Beitrag 3.10.2010, 18:47

„Zum Beispiel gibt es da eine Frau, die immer wieder betont, wie sehr sie ihren Hund liebt, obwohl er ständig so krank ist und ihr so viel Mühe macht. Auffällig dabei sind die ständig wechselnden Krankheitsbilder und dass sie ständig den Tierarzt wechselt. (…). Diese Hundehalterin druckt seitenweise Berichte über Hundekrankheiten aus dem Internet aus, besitzt jede Menge Literatur über Veterinärmedizin und beobachtet ihren Hund mit Argusaugen, ob er eine Veränderung zeigt. Aus "medizinischen" Gründen darf er kaum mit anderen Hunden kommunizieren, sich nur eingeschränkt bewegen und bekommt grammgenau Spezialfutter zugeteilt. Dazu aber auch jede Menge „Spezialpräparate“.(…..)

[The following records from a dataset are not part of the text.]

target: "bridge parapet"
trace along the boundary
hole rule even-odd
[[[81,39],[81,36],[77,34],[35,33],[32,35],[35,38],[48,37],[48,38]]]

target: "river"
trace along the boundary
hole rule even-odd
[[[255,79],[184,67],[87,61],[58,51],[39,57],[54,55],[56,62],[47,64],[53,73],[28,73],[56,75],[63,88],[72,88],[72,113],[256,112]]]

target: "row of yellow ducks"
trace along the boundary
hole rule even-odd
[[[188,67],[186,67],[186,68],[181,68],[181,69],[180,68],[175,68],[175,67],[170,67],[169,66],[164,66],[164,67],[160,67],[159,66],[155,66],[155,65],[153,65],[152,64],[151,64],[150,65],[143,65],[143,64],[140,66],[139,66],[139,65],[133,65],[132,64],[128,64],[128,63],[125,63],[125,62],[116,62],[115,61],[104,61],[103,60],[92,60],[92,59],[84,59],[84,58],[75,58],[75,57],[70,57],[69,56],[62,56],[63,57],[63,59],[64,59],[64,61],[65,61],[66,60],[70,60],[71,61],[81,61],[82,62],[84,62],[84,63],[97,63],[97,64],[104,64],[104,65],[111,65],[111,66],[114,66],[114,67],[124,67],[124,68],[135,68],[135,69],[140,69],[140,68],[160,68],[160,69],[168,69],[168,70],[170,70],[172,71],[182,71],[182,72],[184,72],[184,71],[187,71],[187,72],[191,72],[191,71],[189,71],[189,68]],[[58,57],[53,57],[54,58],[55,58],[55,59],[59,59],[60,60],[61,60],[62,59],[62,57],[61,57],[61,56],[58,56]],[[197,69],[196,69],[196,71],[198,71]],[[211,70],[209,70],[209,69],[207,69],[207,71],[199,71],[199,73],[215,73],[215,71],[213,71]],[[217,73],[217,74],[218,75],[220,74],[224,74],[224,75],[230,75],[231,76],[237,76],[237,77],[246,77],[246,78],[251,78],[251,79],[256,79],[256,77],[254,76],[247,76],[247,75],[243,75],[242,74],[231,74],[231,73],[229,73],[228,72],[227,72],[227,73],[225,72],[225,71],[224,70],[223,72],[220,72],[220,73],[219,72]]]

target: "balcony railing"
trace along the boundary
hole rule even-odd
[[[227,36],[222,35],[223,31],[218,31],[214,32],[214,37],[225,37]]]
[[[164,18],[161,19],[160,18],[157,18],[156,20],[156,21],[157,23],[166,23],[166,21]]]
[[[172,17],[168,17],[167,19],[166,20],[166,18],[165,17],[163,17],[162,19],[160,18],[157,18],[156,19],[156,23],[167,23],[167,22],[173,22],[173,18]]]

Es muss doch jemand die Schuld an all diesen erfundenen Beschwerden haben. Schließlich wurde der Hund bestimmt aus finanziellen Interessen gezüchtet. Allein schon der Deckakt und die Geburt sind Tierquälerei und sollten verhindert werden.

(Aber woher käme dann der „kranke“ Welpe, der gepflegt und umsorgt werden muss?)

Aufopfernd, Hilfe suchend, unverstanden und allein gelassen schreit und schreibt man seinen „Schmerz“ in die Welt und konstruiert Feindbilder.

Das Internet ist geduldig und Facebook und Twitter lechzen nach solchen Usern.

Wir sind gerührt.

Auch Tierärzte fallen manchmal auf diese redegewandten und besorgten Kunden rein. E s ist ja schließlich nicht zu ihrem Nachteil, wenn diese zwei Mal wöchentlich sich in der Praxis sehen lassen.

Fakt ist aber auch, dass solche Menschen, die aufbrausend, unausgeglichen und laut sein können, wenn sie ihren Willen nicht durchzusetzen vermögen, Tiere wirklich krank machen. Neuere Erkenntnisse über die Erforschung von Spiegelneuronen (spezielle Verschaltungen von Nervenbahnen im Gehirn, die für das Einfühlungsvermögen des jeweiligen Individuums zuständig sind) bei Hunden haben ergeben, dass es eine größere Übereinstimmung der Verschaltungen zwischen Mensch und Hund gibt als zwischen Mensch und Schimpanse, obwohl mit letzterem mehr als 98% genetische Übereinstimmung besteht.

Der Hund kann also unsere Gefühlswelt verstehen, ist damit aber auch dem Risiko einer potentiellen Überforderung ausgesetzt, denn er kann die cholerischen Ausbrüche der Menschen nicht deuten und verzweifelt.

Das Böse im Menschen macht andere Menschen aber auch Tiere krank.

Richard Didicher

P.S.: Ein sanfter Blick eines zufriedenen, gesunden kleinen Hundes, der es sich auf dem Schoß meiner Frau bequem gemacht hat, der aber unbedingt krank sein sollte und der nie krank war. Gut, dass er nicht weiß, wieviel Leid ihm kranke Menschen wahrscheinlich zugefügt hätten.